The rooster's cry came before the sun.

Akenzua was already awake, sifting through knowledge that didn't belong to him. He rose and dressed by candlelight—traditional Edo royal attire, coral beads for his neck and wrists.

Before leaving, he studied himself in the bronze mirror. Eighteen years old. The three ritual scars on each cheek marking him as a prince of the blood. Eyes that, according to his mother, had changed.

He could see it too. The boy who had lived in this body before the fever was gone.

"Prince Akenzua?" His servant Osagbomwen appeared. "The Oba requests your presence at the morning sacrifice."

The morning sacrifice. The words triggered nothing—no memory from the prince, no guidance for what to do.

"What time?"

"Now, Prince. The priests are waiting."

He moved quickly through the palace corridors, following Osagbomwen. The morning sacrifice—he had read about it in anthropological texts, decades ago. The Oba offered prayers to the ancestors. Simple enough.

The shrine courtyard was already crowded. Priests in chalk markings. Chiefs in ceremonial regalia. Warriors along the walls. And at the center, elevated on a carved platform, the Oba himself.

Akenzua approached the platform. Bowed formally.

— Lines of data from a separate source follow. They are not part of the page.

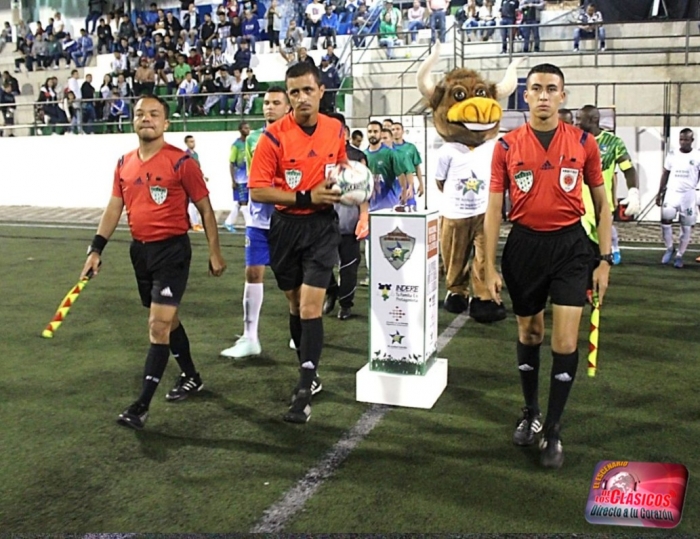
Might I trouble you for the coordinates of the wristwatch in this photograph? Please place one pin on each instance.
(606, 258)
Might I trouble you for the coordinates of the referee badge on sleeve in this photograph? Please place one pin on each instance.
(524, 180)
(568, 178)
(293, 178)
(158, 194)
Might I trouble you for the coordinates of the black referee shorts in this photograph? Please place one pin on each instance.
(595, 260)
(537, 265)
(303, 248)
(162, 269)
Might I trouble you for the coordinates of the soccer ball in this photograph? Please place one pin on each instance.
(354, 183)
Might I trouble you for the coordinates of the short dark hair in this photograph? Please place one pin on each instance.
(301, 69)
(337, 116)
(550, 69)
(163, 103)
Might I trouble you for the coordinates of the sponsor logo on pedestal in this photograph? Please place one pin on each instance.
(397, 247)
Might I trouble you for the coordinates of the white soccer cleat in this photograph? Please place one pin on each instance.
(244, 347)
(634, 205)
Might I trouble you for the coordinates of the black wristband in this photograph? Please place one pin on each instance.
(98, 244)
(303, 199)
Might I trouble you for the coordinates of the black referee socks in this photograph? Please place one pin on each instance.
(295, 332)
(563, 374)
(180, 347)
(156, 361)
(529, 367)
(311, 347)
(311, 340)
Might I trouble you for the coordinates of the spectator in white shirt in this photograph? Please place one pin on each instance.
(74, 85)
(438, 14)
(415, 19)
(590, 24)
(119, 64)
(314, 12)
(487, 19)
(185, 92)
(59, 26)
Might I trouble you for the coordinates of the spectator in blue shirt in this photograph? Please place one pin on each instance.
(150, 17)
(329, 26)
(118, 110)
(251, 30)
(80, 56)
(147, 49)
(241, 60)
(331, 81)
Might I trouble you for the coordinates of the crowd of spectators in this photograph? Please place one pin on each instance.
(206, 59)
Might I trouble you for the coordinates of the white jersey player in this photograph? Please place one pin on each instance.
(677, 196)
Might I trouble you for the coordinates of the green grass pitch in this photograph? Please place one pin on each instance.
(214, 463)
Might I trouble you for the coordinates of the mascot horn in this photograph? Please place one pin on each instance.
(467, 115)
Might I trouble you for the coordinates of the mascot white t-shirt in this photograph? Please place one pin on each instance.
(466, 174)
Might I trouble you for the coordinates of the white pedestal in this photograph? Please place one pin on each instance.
(411, 391)
(402, 368)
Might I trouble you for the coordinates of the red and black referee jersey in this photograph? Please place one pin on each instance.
(545, 186)
(156, 192)
(288, 158)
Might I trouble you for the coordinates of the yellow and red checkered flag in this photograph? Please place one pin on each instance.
(64, 307)
(593, 337)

Then he made his first mistake.

He stepped forward with his right foot.

The courtyard went silent.

The Oba's face registered nothing. But beside him, Chief Osaro's eyes lit with something that looked very much like triumph.

"The prince approaches the ancestors with the foot of war." A priest's voice, cold and formal. "Does the prince come to the morning sacrifice with hostile intent?"

Every eye fixed on him.

The prince's memories finally offered something—too late. The left foot first. Always the left foot when approaching sacred ground. The right foot was for battle, for challenge, for confrontation with enemies.

He had just told every witness that he viewed the ancestors as enemies.

"Forgive me." The words came out steady despite the ice in his stomach. "The fever... I am still recovering. My body forgets what my heart knows."

"The fever." Chief Osaro's voice was silk over steel. "It seems the fever has forgotten many things."

"The ancestors know my heart." Akenzua met the chief's eyes. "Even when my body betrays me."

"Perhaps." The Oba's voice cut through the tension. "Let the prince make the approach again. The ancestors are patient with those who are healing."

Akenzua stepped back. This time, left foot first. The formal bow. The correct sequence of gestures he was desperately pulling from fragmented memories.

The sacrifice proceeded. But the damage was done.

---

Two hours later, the main court convened.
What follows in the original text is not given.